Bloqueio de verba de Jaques faz Alcolumbre mobilizar Senado e tratar caso como prioridade para reagir à PF
3 de julho, 2026
| Por: Agência O Globo
Presidente do Senado deixou a Advocacia da Casa à disposição para auxiliar na defesa do parlamentar
O presidente do Senado, Davi Alcolumbre — Foto: Carlos Moura/Agência Senado
O presidente do Senado, Davi Alcolumbre (União-AP), vê como prioridade uma resposta institucional à operação da Polícia Federal (PF) que mirou o senador Jaques Wagner (PT-BA). Ele anunciou nesta semana que colocou a Advocacia-Geral do Senado à disposição para auxiliar na defesa do parlamentar. De acordo com aliados do presidente do Senado, o gesto se deu por conta de medidas que afetam a conta-salário de Wagner e verbas ligadas ao mandato.
Wagner, que era líder do governo no Senado, mas que saiu do cargo após desgastes, foi alvo de mandados de busca e apreensão da PF que investigam suspeitas de que ele teria recebido ‘vantagens indevidas’ para favorecer os interesses do Banco Master.
Interlocutores de Alcolumbre dizem que a decisão do Supremo Tribunal Federal que autorizou a operação inclui bloqueio de contas de Wagner, afetando a conta-salário dele como senador e verbas de utilização no exercício da atividade parlamentar.
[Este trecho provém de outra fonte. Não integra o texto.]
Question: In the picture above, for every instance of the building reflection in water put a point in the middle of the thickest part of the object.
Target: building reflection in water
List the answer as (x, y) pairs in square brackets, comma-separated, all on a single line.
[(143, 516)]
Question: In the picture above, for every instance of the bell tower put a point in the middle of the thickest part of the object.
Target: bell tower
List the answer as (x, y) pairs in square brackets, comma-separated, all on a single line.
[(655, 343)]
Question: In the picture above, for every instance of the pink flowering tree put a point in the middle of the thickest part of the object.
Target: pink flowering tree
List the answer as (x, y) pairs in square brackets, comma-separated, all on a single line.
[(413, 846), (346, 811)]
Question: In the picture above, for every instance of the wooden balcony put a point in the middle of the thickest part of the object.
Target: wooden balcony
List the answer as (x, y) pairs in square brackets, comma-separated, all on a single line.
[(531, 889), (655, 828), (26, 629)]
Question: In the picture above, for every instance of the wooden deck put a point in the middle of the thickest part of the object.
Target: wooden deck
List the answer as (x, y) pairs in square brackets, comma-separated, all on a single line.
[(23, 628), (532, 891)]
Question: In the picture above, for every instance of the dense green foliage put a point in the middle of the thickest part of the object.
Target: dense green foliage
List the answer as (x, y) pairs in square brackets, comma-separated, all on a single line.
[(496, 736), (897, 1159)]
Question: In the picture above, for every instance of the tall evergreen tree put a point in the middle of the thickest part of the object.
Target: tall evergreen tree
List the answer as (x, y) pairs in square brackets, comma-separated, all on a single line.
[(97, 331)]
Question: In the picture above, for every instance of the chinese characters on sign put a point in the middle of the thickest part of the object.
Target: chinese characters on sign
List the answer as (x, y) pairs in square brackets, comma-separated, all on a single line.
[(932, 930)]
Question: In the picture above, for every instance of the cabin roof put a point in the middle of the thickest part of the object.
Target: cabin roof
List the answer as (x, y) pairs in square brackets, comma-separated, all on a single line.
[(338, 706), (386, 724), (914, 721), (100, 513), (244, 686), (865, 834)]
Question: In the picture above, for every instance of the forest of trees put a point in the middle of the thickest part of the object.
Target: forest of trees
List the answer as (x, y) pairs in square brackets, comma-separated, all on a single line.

O presidente do Senado tem citado essas medidas como uma justificativa para dar atenção especial a esse caso e não ter feito o mesmo gesto, por exemplo, quando o presidente do PP, senador Ciro Nogueira (PP), também foi alvo de operação da PF relacionada às investigações do caso Master.
Outro argumento citado pelo presidente do Senado é que Ciro Nogueira também não pediu o auxílio da Advocacia-Geral do Senado.
O presidente do Senado tem procurado dar uma resposta ao avanço das investigações que miram parlamentares e outras autoridades.
Ao anunciar na terça-feira que o Senado irá oferecer estrutura para auxiliar Wagner, Alcolumbre aproveitou o discurso para reclamar que o STF tem limitado a atuação dos senadores e disse que esse é um assunto que precisa ser tratado institucionalmente pela Casa, em sinal de atrito entre os Poderes Legislativo e Judiciário.
– Na minha condição de presidente do Senado, eu necessito, institucionalmente, defender todas as prerrogativas dos senadores e das senadoras. E disse ao senador Jaques Wagner, que teve, nas decisões judiciais, parte da sua atuação parlamentar desestabilizada. Por quê? Algumas decisões que foram tomadas pelo Judiciário estão diminuindo a condição do mandato de senador – declarou.
Alcolumbre não foi alvo de operações da PF relacionadas ao caso, mas em meio ao cerco contra o Banco Master, que foi alvo de liquidação extrajudicial e teve seu dono preso, o presidente do Senado tem um aliado alvo de questionamentos no Amapá por levar o fundo de pensão do estado a alocar R$ 400 milhões em papéis da instituição.
Os aportes da Amapá Previdência (Amprev), que ocorreram em julho de 2024, foram conduzidos pelo presidente do fundo, Jocildo Silva Lemos, que afirma ter assumido o comando do fundo por “convite” de Alcolumbre. O senador tem negado qualquer envolvimento com o escândalo financeiro.